There were uniforms, and then hijabs ripped off of women’s heads. Shrieking. Hair, blood. Red in black. And slammed doors. Pop-pop-pop. Firing in the distance, in the hills.

Sarajevo is in a valley. The mountains around are beautiful, dark, green and deep. Baba, grandmother, told us the lesson of those forests: the trees swallow your voices, you can’t be found. Don’t wander, children. The trees will take your voices. The soldiers took our voices.

 

It happened quickly, and because it happened so quickly, we learned quickly. Run through the alleyways. Leave the others behind, except the little ones. Get home safely. When the soldiers ask for anything, give it to them, or run. Or give it to them, and run.

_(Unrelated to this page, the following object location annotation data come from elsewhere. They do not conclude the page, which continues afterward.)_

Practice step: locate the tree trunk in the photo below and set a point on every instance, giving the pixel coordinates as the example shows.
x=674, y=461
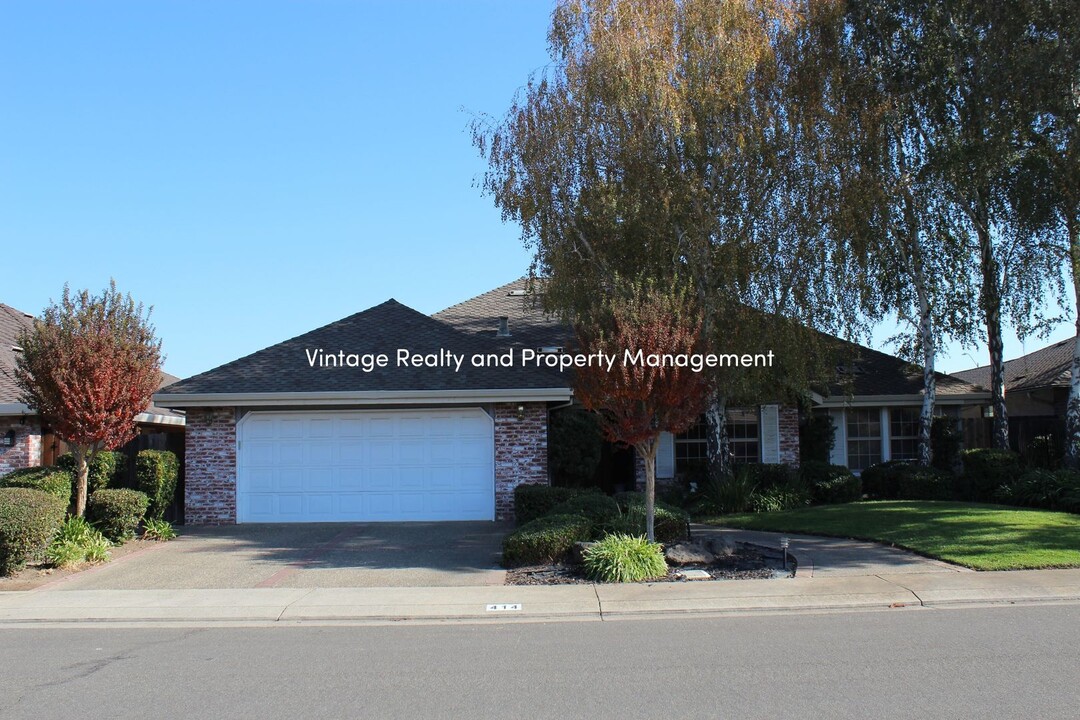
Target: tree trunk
x=929, y=380
x=648, y=452
x=991, y=311
x=80, y=454
x=717, y=449
x=1072, y=408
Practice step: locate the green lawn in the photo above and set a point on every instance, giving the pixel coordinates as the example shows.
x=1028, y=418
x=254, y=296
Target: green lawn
x=980, y=537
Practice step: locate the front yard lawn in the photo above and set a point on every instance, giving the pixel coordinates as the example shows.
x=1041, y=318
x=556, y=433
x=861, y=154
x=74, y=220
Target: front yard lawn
x=979, y=537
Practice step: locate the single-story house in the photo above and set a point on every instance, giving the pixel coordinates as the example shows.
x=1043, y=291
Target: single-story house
x=1037, y=392
x=387, y=415
x=25, y=442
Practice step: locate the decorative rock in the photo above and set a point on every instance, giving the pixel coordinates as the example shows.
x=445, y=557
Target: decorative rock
x=694, y=574
x=720, y=546
x=688, y=554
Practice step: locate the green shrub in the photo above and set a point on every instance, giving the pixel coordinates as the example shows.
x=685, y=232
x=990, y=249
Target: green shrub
x=602, y=511
x=918, y=483
x=669, y=524
x=28, y=520
x=774, y=500
x=100, y=473
x=575, y=443
x=544, y=540
x=731, y=492
x=158, y=529
x=817, y=438
x=945, y=444
x=628, y=498
x=156, y=473
x=986, y=470
x=766, y=476
x=117, y=513
x=619, y=558
x=1042, y=488
x=76, y=543
x=829, y=485
x=1042, y=452
x=53, y=480
x=534, y=501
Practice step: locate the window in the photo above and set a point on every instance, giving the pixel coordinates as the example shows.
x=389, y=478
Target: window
x=904, y=433
x=691, y=447
x=743, y=435
x=864, y=437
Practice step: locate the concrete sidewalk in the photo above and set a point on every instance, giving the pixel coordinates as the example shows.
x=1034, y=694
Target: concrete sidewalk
x=391, y=605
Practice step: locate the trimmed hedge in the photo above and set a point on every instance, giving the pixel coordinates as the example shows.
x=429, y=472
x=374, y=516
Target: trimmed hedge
x=919, y=483
x=831, y=485
x=28, y=520
x=986, y=470
x=534, y=501
x=602, y=511
x=156, y=473
x=100, y=472
x=669, y=524
x=881, y=481
x=117, y=513
x=544, y=540
x=53, y=480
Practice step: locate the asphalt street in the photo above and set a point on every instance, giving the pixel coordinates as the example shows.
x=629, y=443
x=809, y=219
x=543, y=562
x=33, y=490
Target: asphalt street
x=995, y=662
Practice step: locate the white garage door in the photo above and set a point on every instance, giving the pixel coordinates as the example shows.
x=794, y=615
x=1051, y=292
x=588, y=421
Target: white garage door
x=369, y=465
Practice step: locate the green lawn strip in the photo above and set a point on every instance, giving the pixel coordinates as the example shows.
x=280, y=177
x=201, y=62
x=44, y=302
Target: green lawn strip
x=979, y=537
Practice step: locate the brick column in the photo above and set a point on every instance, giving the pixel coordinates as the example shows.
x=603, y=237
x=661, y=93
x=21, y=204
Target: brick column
x=790, y=435
x=26, y=452
x=521, y=451
x=210, y=472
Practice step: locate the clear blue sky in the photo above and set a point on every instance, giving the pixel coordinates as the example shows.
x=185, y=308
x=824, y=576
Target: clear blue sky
x=256, y=170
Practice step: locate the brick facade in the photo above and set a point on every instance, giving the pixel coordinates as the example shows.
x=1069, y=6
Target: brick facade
x=788, y=422
x=521, y=451
x=210, y=490
x=26, y=452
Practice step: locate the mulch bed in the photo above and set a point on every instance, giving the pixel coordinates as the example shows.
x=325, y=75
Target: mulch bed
x=37, y=574
x=746, y=562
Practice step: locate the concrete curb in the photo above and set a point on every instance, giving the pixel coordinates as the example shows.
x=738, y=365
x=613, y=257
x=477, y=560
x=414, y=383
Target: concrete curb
x=391, y=605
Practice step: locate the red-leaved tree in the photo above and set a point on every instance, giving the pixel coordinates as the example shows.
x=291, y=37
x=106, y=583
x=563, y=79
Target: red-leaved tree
x=635, y=402
x=89, y=366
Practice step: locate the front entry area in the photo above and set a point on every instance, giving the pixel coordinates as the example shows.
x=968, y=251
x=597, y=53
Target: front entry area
x=365, y=465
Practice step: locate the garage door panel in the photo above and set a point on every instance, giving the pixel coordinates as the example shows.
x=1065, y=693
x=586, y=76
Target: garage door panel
x=366, y=465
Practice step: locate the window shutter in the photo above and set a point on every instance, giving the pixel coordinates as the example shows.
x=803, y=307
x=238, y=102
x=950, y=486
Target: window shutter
x=665, y=457
x=770, y=434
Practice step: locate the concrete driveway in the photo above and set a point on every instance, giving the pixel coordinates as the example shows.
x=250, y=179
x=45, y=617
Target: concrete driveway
x=309, y=555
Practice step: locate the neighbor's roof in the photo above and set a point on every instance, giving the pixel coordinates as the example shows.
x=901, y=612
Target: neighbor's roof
x=1049, y=367
x=872, y=372
x=12, y=322
x=285, y=367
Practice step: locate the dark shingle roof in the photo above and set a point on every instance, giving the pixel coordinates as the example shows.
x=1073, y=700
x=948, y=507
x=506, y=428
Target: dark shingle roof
x=516, y=301
x=1049, y=367
x=285, y=367
x=12, y=322
x=874, y=372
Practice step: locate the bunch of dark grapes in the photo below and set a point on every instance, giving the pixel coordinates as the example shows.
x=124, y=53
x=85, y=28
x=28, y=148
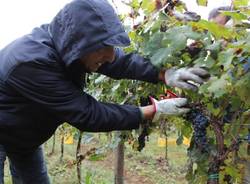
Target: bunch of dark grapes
x=143, y=136
x=144, y=101
x=199, y=122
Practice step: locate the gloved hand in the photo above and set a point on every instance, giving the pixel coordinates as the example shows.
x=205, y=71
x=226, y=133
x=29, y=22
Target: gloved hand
x=181, y=77
x=171, y=106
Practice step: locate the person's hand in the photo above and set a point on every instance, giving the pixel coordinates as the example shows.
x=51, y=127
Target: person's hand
x=186, y=78
x=171, y=106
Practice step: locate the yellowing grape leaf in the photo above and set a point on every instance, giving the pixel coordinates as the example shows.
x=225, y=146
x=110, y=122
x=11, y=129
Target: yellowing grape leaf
x=202, y=2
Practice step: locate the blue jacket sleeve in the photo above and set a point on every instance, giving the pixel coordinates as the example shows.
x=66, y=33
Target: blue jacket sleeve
x=48, y=87
x=130, y=66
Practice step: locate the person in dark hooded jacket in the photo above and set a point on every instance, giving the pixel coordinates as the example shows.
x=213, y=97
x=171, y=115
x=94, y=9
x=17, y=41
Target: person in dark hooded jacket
x=42, y=83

Hardest to bear is how boring it is. Waiting in line for everything. Posters. Bread. Toilet paper. Line after line after line. People spoke like that, too. Staccato sentences. Where’s the lesson in that?

Except one day, there was a bomb. The people waiting for bread. Gone. We saw them: hanging over railings. Looking like they were just reaching for a coin on the ground.

And then even the boring waiting became unbearable.

When the black thread ran through mother’s fingers, when it creased her palms, she told us: the lesson is to always be thankful. Alhamdillulah, we are alive. We are still alive.

 

In the bricks on the ground?

In the crust of the dusty bread?

In the city of Sarajevo?

In the bricks on the ground.

In the crust of the dusty bread.

In the city of Sarajevo.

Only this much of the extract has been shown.